On Wednesday, a rural Ottawa man was put on probation and fined for harassing jurors almost two years ago.
Richard M. Thompson, 66, was sentenced by Associate Judge Michael Jansz to three years' probation, to pay $10,900 fine and, within one year, perform 300 hours of public service. Thompson was also ordered to undergo anger management evaluation.
"Mr. Thompson has done great things with his life. He had a bad day. It was an isolated incident," Jansz observed as to why he didn't send Thompson to prison.
Thompson harassed jurors outside the La Salle County Courthouse, after his son was found guilty in June 2016 of pointing a laser-scoped pellet gun at a deputy sheriff. His son went to prison for 11 months, before his conviction was overturned on appeal.
According to testimony Wednesday from a deputy sheriff who was present outside the courthouse in 2016, Thompson called jurors an obscenity, said he'd "remember most of their faces" and appeared to take photos of them with his cellphone, but the deputy wasn't sure. Thompson also uttered an obscenity at the deputy.
Three people testified Wednesday to the charitable works done by Thompson, with one woman saying Thompson has donated money on a number of occasions to help those in need, such as homeless and victimized children, as well as a man with terminal cancer and an elderly woman.
The other character witness said he was homeless last year, but Thompson took him in and helped him get back on his feet.
Descriptions of Thompson ranged from, "He's one of the most kind-hearted people around" to "He does good for goodness sake" to "He's a wonderful guy."
Prosecutor Patrick Herrmann wanted prison for Thompson, noting jurors are the "cornerstone," but also the "weakest link of the judicial system" and so must be protected. Herrmann also said in reference to the harassment, "We can't live by the feud."
One of Thompson's attorneys, Louis Bertrand, dismissed Thompson's words to the jurors as "untoward remarks," adding the jurors were not victims.
Thompson himself addressed the judge, saying he was distraught the day in question, not only because his son was found guilty and could go to prison, but because he had urged his son to disregard the prosecution's offer of a plea deal and go to trial. Thompson added the pellet gun his son allegedly pointed, was unloaded and didn't even belong to his son.

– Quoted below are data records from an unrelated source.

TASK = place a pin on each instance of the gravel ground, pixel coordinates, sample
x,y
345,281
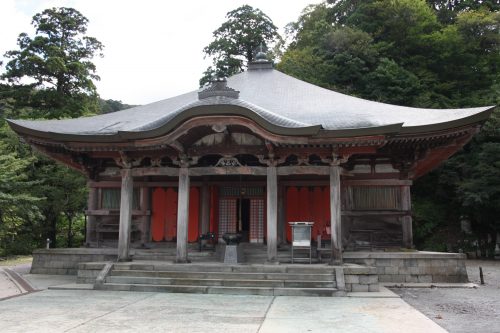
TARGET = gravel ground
x,y
462,309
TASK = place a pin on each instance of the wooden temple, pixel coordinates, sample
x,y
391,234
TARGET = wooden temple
x,y
250,154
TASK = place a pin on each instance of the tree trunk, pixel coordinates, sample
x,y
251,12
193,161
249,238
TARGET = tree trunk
x,y
70,230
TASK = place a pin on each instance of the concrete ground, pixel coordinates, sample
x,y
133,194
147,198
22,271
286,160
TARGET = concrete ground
x,y
462,310
56,310
109,311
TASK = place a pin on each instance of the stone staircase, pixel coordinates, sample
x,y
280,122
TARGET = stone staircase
x,y
214,278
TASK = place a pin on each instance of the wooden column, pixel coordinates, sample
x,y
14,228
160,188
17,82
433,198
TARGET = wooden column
x,y
281,214
146,219
205,209
127,192
182,215
91,219
335,215
406,222
272,216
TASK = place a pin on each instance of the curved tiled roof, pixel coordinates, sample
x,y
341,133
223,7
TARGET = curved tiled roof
x,y
277,101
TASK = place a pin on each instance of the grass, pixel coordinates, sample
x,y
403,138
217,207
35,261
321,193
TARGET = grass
x,y
15,260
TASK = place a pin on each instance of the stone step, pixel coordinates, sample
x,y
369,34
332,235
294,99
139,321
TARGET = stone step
x,y
220,282
225,275
264,291
252,268
171,258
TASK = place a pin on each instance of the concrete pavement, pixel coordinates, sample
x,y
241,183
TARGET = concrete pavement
x,y
110,311
64,309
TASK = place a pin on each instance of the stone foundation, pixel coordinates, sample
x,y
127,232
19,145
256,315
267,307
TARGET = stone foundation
x,y
360,278
401,267
65,261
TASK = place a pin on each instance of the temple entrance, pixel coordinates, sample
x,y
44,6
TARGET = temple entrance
x,y
242,210
243,207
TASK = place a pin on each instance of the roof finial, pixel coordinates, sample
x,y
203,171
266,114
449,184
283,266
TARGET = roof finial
x,y
261,56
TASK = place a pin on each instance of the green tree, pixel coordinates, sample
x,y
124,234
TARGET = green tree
x,y
19,207
50,76
58,63
404,52
236,41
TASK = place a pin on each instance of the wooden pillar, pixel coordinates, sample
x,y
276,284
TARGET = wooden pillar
x,y
205,208
182,215
91,219
127,192
281,214
335,215
272,216
204,226
146,220
406,222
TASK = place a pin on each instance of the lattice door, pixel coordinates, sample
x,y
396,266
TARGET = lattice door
x,y
257,221
227,216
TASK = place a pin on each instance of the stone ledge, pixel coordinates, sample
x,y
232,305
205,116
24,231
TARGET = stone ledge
x,y
403,255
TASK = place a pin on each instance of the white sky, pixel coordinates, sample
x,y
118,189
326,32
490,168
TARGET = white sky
x,y
153,49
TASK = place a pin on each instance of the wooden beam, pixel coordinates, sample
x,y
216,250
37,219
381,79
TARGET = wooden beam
x,y
182,216
126,200
272,215
406,222
303,170
157,171
111,212
242,170
335,215
377,182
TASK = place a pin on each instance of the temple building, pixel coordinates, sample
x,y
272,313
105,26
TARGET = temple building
x,y
250,154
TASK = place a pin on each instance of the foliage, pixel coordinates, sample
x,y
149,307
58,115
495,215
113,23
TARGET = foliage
x,y
17,202
52,72
50,76
236,41
438,54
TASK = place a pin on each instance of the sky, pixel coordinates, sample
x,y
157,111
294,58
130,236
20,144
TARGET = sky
x,y
153,48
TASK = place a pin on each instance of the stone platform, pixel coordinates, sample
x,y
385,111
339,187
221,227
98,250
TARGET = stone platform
x,y
394,267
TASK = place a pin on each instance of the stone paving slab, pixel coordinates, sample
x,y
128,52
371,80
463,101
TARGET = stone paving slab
x,y
109,311
8,287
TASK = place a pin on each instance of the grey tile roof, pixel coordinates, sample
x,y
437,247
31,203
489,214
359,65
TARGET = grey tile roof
x,y
277,98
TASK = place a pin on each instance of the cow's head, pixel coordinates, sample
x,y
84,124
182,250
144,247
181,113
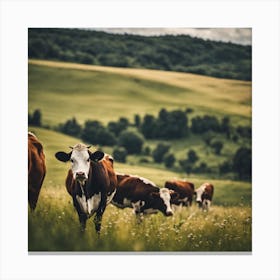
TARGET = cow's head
x,y
80,158
161,201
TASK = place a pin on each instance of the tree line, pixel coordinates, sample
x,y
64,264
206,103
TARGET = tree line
x,y
129,138
181,53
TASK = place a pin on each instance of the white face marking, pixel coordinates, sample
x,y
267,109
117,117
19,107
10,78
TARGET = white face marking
x,y
165,196
80,162
150,211
183,200
110,197
83,203
137,206
199,193
93,203
206,204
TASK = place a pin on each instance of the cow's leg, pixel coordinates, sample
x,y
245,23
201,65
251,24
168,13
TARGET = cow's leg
x,y
99,213
33,195
81,214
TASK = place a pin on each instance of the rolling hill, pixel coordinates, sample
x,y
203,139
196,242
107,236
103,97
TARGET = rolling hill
x,y
64,90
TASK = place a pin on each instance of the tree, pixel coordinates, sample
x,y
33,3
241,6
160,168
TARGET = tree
x,y
149,126
217,146
242,163
207,137
118,127
169,160
147,151
131,141
120,154
186,166
159,152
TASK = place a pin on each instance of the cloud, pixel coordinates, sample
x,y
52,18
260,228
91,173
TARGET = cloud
x,y
235,35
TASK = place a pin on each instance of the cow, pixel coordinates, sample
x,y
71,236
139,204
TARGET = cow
x,y
185,190
142,195
36,169
91,182
204,195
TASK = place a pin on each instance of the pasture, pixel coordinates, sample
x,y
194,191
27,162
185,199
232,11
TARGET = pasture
x,y
65,90
124,92
54,225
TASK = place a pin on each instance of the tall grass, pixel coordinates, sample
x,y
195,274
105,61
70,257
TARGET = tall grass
x,y
54,226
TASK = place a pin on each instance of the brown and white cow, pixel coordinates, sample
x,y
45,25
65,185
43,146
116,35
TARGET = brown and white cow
x,y
142,195
36,169
185,190
91,182
204,195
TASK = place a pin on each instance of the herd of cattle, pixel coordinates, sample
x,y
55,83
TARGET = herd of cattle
x,y
93,183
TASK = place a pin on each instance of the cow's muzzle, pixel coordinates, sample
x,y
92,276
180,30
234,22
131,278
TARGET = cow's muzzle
x,y
81,177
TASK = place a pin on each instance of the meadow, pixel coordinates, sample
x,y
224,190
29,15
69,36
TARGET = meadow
x,y
65,90
54,225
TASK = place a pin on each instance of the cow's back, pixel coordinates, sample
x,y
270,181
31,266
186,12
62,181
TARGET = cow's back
x,y
183,188
134,188
36,169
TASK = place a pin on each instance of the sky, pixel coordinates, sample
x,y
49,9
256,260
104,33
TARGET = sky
x,y
241,36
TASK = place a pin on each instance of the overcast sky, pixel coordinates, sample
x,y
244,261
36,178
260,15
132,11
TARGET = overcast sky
x,y
235,35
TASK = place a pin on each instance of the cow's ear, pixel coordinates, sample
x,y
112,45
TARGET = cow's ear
x,y
154,194
96,156
62,156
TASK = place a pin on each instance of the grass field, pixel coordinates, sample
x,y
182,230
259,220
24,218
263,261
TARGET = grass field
x,y
65,90
54,225
96,92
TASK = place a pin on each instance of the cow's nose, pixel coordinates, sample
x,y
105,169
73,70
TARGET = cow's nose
x,y
169,213
80,174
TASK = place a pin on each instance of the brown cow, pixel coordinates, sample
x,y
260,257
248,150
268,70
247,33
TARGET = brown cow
x,y
142,195
91,182
36,169
185,190
204,195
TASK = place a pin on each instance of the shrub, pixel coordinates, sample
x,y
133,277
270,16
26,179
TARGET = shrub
x,y
242,163
71,127
131,141
217,146
95,133
169,160
159,152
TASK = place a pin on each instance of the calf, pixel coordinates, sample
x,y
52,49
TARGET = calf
x,y
91,182
142,195
184,189
36,169
204,195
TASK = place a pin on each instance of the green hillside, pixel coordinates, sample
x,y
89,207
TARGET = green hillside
x,y
173,53
227,192
64,90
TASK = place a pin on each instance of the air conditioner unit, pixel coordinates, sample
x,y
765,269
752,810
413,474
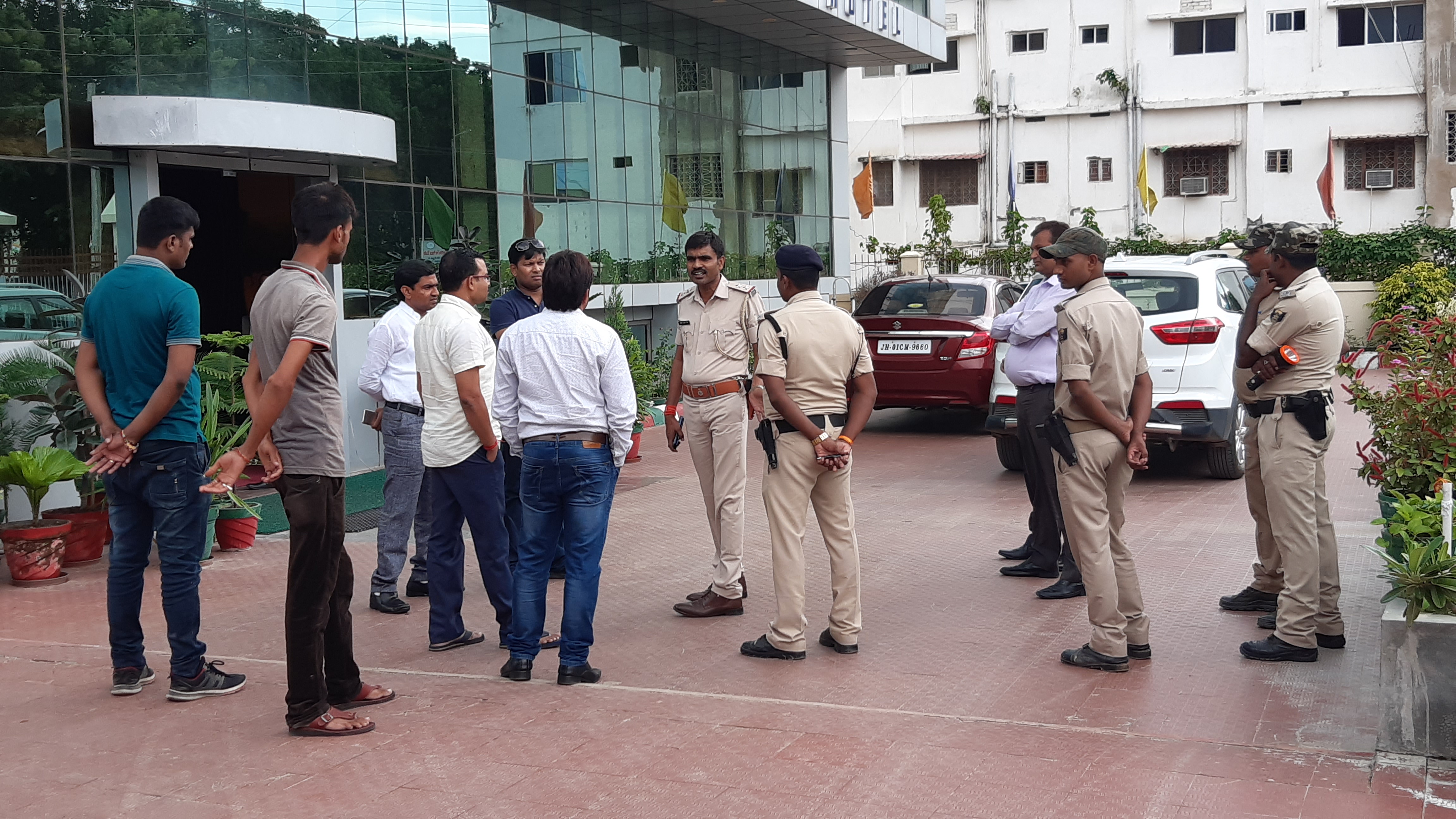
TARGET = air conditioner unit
x,y
1380,180
1193,186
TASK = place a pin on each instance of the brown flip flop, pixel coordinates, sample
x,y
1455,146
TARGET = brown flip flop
x,y
317,726
362,699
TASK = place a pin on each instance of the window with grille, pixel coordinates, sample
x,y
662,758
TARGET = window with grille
x,y
884,177
956,180
1210,164
1380,155
701,175
1372,25
694,76
551,76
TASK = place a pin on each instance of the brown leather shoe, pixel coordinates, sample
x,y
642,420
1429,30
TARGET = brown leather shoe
x,y
743,584
711,605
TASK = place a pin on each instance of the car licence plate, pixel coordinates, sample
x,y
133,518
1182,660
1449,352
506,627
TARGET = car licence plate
x,y
903,347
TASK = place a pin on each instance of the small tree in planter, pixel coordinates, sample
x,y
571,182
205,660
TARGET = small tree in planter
x,y
35,549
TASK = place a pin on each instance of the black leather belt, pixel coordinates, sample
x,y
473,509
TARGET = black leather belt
x,y
817,420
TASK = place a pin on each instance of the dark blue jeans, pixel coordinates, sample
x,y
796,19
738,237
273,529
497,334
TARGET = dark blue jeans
x,y
566,492
158,493
513,512
472,490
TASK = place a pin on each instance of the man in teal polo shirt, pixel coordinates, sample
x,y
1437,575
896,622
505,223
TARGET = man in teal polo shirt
x,y
140,333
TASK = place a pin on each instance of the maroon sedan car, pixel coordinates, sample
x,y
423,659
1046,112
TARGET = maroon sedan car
x,y
928,337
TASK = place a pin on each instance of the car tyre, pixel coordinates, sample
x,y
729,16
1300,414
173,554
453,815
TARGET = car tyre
x,y
1227,458
1008,449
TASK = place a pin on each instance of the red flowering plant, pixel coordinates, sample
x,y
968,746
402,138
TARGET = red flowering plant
x,y
1410,403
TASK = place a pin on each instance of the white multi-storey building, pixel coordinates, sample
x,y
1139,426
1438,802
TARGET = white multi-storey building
x,y
1237,103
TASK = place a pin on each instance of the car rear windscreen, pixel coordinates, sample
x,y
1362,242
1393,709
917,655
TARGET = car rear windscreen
x,y
1157,295
925,299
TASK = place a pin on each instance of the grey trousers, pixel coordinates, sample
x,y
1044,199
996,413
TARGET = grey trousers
x,y
407,500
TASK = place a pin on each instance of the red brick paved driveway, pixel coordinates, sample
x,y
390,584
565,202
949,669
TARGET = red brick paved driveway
x,y
956,706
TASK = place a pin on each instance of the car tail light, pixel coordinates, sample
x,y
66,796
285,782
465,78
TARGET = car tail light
x,y
1194,331
976,346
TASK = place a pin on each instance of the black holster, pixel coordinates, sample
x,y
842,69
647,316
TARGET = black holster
x,y
771,445
1059,436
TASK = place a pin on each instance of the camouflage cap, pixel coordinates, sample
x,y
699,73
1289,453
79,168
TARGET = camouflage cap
x,y
1260,237
1296,238
1077,241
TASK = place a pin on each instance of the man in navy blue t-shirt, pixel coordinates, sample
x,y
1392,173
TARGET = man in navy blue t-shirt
x,y
140,333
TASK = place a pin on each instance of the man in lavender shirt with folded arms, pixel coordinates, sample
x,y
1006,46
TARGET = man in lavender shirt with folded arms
x,y
1031,365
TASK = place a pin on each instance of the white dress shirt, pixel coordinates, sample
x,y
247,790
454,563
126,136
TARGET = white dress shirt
x,y
449,342
389,362
566,372
1031,327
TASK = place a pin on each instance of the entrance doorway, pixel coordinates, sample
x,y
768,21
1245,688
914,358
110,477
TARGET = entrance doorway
x,y
245,232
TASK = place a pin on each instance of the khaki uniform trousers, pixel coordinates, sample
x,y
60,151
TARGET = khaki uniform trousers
x,y
787,496
1093,496
1294,470
1269,572
717,434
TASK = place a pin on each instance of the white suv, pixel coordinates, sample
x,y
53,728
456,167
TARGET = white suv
x,y
1192,310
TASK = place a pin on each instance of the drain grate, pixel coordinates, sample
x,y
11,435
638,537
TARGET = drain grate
x,y
363,521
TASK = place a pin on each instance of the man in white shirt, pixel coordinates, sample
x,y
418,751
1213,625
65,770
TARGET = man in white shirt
x,y
389,378
461,446
1031,363
566,403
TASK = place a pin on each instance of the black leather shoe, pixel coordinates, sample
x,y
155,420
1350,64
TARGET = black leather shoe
x,y
1062,589
388,603
1275,651
571,675
1250,601
828,640
518,670
1027,569
767,651
1085,658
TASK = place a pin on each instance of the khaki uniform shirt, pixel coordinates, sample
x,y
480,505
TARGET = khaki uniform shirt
x,y
1305,315
717,337
1100,340
826,352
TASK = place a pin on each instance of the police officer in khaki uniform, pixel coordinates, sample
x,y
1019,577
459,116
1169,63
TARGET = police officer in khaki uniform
x,y
1103,400
717,329
811,352
1269,575
1296,423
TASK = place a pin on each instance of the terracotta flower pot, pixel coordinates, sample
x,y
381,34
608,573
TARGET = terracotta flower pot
x,y
34,551
89,532
236,528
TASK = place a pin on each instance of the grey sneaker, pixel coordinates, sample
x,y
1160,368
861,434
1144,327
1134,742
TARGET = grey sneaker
x,y
212,682
124,682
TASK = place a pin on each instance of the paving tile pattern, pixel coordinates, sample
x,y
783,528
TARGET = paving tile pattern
x,y
956,706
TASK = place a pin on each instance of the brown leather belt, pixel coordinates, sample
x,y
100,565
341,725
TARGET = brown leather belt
x,y
713,390
554,438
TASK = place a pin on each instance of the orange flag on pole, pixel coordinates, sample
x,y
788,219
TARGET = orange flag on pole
x,y
1327,180
864,190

Thompson further said his yelling was directed at sheriff's deputies, not jurors, except for one juror he said smirked at him. Thompson said he was sorry.
Thompson was supposed to have been sentenced two weeks ago, but question arose at that time as to how many prior felonies were on his record. Sentencing was put off until Wednesday, when it was determined he had one, for marijuana.